The Republican Party doesn’t need to just develop better ideas — it needs to find better advocates for the pro-natalist cause. As the father of at least 14 children, Elon Musk has become perhaps America’s most prominent voice for increasing the birth rate, but his popularity has plunged in recent months. JD Vance is similarly vocal about the need for more babies, and his popularity is similarly poor outside of the MAGA movement.

If the Democratic Party had any sense, it would exploit the GOP’s image problem and assert its own vision of a thriving American future. Even as the birth rate has fallen, Gallup polls have consistently shown that Americans still consider two or more children to be the ideal family size. There remains a powerful appetite in this country for family formation and the fulfillment it brings. By combining pro-natalist rhetoric with a clear agenda for growth, Democrats could assert themselves as the party of families and those who wish to build them. Instead, they have been too consumed by outrage to do anything of the sort.

When the Trump administration’s plans for encouraging births first became known, the House Democratic Women’s Caucus responded with a scornful letter. Amid obligatory references to authoritarianism and The Handmaid’s Tale, it offered many of the same policy proposals for supporting families that have failed to drive births elsewhere. Still, this is the closest Democrats have even come to seriously acknowledging the threat posed by falling birth rates. Given that figures ranging from Alexandria Ocasio-Cortez to Kamala Harris have indulged the ludicrous notion that having children might be immoral in the time of climate change, this is not surprising.

By taking the population crisis seriously, both parties would be serving America’s existential interest. But they’d also be ensuring their own political longevity. The Republican Party has enjoyed a notable “fertility advantage” in the last two presidential elections. Conservative women generally have more children, and counties with higher birth rates were more likely to vote for Donald Trump in 2020 and 2024. In 2023, red states had the highest fertility rates in America. Analyzing this trend, Brad Wilcox of the Institute for Family Studies observes that the “family friendly culture of many red states also seems more likely to turn the hearts and minds of young adults to marriage.” If the GOP can encourage more Americans to have children, it will concomitantly draw more Americans toward Republican politics.

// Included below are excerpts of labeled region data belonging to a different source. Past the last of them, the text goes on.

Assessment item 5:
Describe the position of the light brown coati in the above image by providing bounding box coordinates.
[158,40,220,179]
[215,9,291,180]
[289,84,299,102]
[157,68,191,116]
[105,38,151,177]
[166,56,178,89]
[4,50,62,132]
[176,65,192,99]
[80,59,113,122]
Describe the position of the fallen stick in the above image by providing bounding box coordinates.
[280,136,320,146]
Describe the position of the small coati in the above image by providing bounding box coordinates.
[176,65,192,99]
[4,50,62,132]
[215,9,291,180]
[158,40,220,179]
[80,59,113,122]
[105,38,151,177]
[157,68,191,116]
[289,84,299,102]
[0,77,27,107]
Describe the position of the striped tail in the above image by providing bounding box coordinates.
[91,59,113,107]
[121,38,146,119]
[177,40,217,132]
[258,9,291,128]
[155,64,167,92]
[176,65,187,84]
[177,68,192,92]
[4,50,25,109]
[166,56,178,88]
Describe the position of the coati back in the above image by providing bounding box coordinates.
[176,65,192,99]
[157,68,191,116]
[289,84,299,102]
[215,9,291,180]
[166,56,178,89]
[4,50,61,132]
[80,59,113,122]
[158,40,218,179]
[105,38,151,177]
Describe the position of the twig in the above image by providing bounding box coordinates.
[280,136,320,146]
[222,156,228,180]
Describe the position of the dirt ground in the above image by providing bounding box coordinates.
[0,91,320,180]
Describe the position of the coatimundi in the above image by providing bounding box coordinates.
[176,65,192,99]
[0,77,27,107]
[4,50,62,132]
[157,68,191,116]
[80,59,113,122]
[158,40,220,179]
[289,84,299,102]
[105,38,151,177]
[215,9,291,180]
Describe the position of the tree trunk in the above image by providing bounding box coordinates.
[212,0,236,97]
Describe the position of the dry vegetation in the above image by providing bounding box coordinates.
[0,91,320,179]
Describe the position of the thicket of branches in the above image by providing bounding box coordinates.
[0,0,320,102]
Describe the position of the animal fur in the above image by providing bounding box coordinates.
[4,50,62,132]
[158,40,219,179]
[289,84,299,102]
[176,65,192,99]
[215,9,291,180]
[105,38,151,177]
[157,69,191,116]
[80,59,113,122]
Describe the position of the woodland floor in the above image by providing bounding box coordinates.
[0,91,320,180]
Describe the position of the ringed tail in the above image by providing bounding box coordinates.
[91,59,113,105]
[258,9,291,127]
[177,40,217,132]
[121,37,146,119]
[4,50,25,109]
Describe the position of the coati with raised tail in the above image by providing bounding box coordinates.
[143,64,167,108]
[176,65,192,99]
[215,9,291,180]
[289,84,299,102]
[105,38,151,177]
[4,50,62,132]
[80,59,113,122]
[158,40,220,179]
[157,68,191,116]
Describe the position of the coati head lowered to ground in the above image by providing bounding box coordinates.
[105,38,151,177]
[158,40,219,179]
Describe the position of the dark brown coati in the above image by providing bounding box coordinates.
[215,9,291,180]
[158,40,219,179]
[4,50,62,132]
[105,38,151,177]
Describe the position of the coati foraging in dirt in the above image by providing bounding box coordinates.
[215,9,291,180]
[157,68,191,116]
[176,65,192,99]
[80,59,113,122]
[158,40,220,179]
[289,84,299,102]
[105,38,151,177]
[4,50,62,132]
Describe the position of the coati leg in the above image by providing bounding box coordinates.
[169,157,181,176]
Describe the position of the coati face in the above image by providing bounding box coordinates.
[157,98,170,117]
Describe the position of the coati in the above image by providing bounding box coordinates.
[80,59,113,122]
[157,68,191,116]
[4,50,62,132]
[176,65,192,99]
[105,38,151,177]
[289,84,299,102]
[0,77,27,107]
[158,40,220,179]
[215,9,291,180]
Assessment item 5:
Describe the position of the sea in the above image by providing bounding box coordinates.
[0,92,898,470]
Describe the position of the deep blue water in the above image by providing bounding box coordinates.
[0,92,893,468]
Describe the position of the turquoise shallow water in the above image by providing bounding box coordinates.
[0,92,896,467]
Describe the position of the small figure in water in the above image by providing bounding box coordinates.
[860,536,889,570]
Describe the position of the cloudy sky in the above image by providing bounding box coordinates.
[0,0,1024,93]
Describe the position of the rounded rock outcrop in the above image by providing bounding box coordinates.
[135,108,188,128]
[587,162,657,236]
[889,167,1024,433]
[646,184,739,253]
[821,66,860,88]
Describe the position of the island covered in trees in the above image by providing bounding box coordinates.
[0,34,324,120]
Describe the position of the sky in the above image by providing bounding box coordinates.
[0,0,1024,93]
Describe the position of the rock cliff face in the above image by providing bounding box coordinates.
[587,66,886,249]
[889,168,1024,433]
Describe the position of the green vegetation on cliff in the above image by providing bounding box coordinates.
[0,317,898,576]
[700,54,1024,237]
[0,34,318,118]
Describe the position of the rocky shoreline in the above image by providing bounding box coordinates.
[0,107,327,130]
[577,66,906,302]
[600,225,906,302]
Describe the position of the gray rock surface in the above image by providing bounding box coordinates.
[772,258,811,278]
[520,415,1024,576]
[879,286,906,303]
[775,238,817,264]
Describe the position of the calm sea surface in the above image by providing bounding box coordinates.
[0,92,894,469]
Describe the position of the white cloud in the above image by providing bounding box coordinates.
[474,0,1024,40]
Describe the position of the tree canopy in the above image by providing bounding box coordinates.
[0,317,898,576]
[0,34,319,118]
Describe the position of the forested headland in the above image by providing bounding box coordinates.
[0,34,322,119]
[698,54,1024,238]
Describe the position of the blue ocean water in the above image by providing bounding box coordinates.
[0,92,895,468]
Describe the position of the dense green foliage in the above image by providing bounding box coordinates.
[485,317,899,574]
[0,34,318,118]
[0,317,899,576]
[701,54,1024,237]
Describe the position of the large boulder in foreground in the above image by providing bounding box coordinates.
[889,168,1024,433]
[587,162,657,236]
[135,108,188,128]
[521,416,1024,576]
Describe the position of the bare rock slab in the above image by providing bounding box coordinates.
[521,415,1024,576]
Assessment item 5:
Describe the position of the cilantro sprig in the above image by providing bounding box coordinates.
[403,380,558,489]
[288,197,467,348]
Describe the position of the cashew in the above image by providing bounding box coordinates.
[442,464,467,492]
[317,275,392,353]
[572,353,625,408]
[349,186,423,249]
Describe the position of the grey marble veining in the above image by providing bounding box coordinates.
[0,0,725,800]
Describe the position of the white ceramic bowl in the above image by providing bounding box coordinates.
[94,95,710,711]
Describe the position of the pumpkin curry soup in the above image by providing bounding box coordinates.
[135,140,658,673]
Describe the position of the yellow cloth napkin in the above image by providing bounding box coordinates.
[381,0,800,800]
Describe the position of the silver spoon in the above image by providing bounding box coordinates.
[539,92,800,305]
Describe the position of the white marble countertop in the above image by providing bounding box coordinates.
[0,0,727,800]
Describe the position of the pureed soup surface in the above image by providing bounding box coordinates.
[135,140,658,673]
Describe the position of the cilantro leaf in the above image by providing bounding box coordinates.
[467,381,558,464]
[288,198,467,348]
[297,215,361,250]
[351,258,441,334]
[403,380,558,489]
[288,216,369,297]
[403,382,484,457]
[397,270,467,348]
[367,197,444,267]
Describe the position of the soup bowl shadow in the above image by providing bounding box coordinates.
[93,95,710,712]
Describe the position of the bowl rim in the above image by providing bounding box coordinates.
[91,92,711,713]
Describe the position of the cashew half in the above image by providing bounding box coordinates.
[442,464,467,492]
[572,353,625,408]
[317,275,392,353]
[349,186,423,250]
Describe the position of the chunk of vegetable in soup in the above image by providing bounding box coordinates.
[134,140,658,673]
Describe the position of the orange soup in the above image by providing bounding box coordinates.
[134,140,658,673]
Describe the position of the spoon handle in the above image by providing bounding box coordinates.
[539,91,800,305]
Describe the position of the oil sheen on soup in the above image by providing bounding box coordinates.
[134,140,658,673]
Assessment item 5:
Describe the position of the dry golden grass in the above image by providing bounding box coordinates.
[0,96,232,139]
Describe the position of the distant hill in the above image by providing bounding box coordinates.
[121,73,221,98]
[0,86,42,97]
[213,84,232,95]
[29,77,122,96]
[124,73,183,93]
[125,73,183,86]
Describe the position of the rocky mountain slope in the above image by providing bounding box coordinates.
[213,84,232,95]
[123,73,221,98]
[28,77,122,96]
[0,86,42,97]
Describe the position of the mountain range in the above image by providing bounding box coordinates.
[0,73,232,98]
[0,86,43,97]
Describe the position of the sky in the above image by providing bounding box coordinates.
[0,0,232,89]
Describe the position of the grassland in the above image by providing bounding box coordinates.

The Democratic Party should be equally concerned with encouraging births and appealing to families if it wishes to endure at all. Just as parents are more likely to be Republicans, childless and unmarried Americans are more likely to be Democrats. Unmarried women in particular are three times more likely to associate with the Democratic Party than with the Republican Party, according to data from the Pew Research Center. But childless groups obviously cannot perpetuate themselves. As they decline, so will the Democratic Party.

Public policy alone won’t solve the birth dearth. Convincing more Americans to have children will require our institutions, communities, and pop culture products to embrace deeper pro-natal sentiment. Our alarming trends toward loneliness, sexlessness, and disconnection will need to be reversed. Young people in particular will need to be drawn out of their atomized virtual existences and inspired to once again take part in real-world relationships. Politicians can’t directly cause such cultural transformation, but they can support it through their rhetoric and the agendas they pursue. Both parties have failed to sufficiently recognize the population crisis. The time to take it seriously is now, before America irretrievably follows the path of self-extinction.